Güngör COVID'in dolaşım sistemi ve kanın kimyasıyla ilgili yarattığı problemlerin yanı sıra, uzun COVID'e maruz kalanları işaret ediyor.
"Uzun dönem COVID dediğimiz şey tamamen farklı bulgular veriyor. Hasta tamamen normal seyrederken beklenmeyen bir nörolojik komplikasyon, toplardamarlarında pıhtı oluşması veya birden kalp krizi gelişmesi ile hastaneye başvurabiliyor. Bir sene önce COVID geçirmiş kişilerde dahi uzun dönemde kalp hastalığında bir artış aşikar oluyor. Biz de onu fark ediyoruz artık."
"En çok aşılama koruyor"
Türkiye'de 18 yaş üstü nüfusun yaklaşık yüzde 86'sı COVID'e karşı en az iki doz aşı yaptırdı. Barış Güngör de maske ve izolasyon önlemleri ne kadar alınsa da salgının aşı sayesinde atlatıldığını hatırlatıyor.

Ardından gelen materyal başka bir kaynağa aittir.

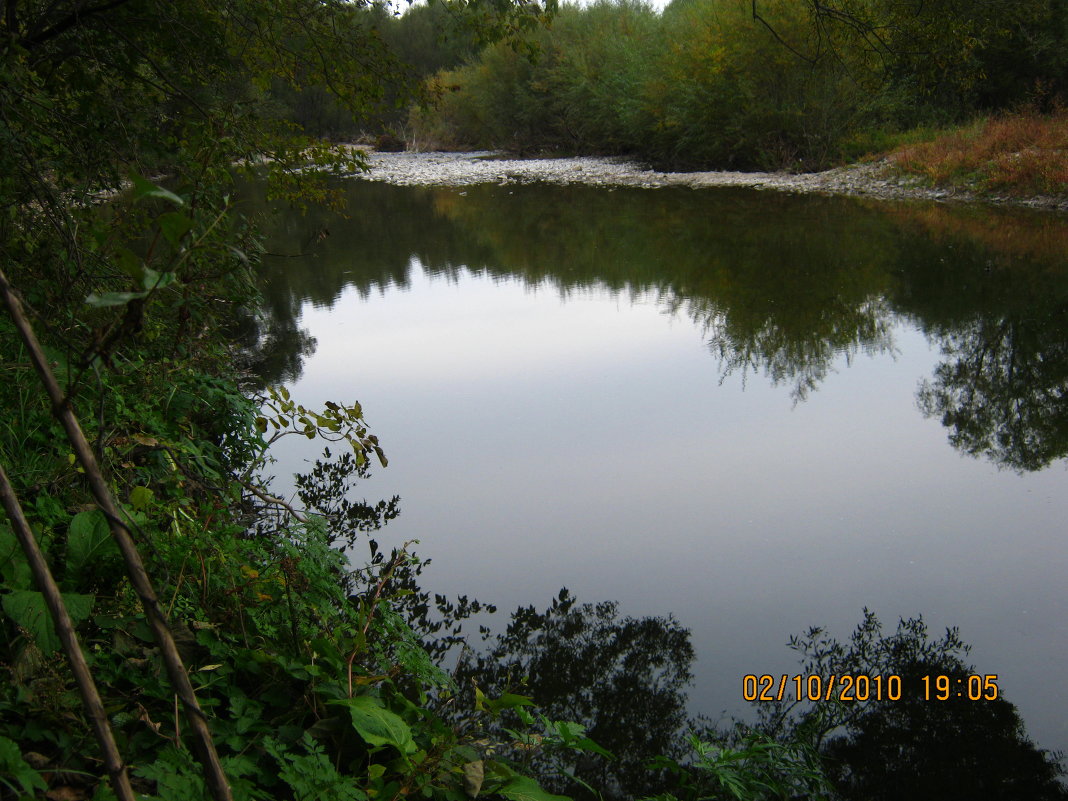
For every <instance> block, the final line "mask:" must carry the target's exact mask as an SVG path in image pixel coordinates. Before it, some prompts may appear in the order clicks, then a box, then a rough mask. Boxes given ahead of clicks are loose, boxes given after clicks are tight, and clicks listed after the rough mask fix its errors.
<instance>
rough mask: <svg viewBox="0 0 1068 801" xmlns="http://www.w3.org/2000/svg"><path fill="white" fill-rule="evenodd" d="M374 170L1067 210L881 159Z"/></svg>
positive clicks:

Kalple ilgili yaşanan sıkıntıların da daha çok COVID geçirmiş kişilerde görüldüğünü söylüyor.
"Ülkemizde de aşılama sayesinde biz bu hastalığı yendik ki aşılama hastalığın çok hafif atlatılmasını sağlıyor. Kalp hastalığı, mesela kardiyo, miyopati, kalp büyümesi veya kalp yetersizliği nedenli ölümler, COVID virüsü bulaşıp da hastalanan kişilerde çok daha fazla görülüyor ve komplikasyon riski yüksek. Aşılama toplum sağlığı açısından hastalığı bitirmenin tek yöntemi gibi gözüküyor şu an."
Peki COVID kaynaklı kalp hastalıklarından en çok hangi yaş grupları etkileniyor. Güngör bu soruyu şöyle yanıtlıyor:
"COVID ilk başta hep yaşlı hastalığı diye duyulunca gençler kendini çok korumayınca, gençlerde sayı olarak çok arttı. Kalp krizi vakalarında da, kırklı, kırk beşli yaşlarda insanlarda biraz daha ön plana çıkmış durumda. Genç insanlar için hayat kalitesinde ciddi bir azalmaya yol açabilecek çok yan etkileri var. Hepsi de bunların kardiyovasküler sistem."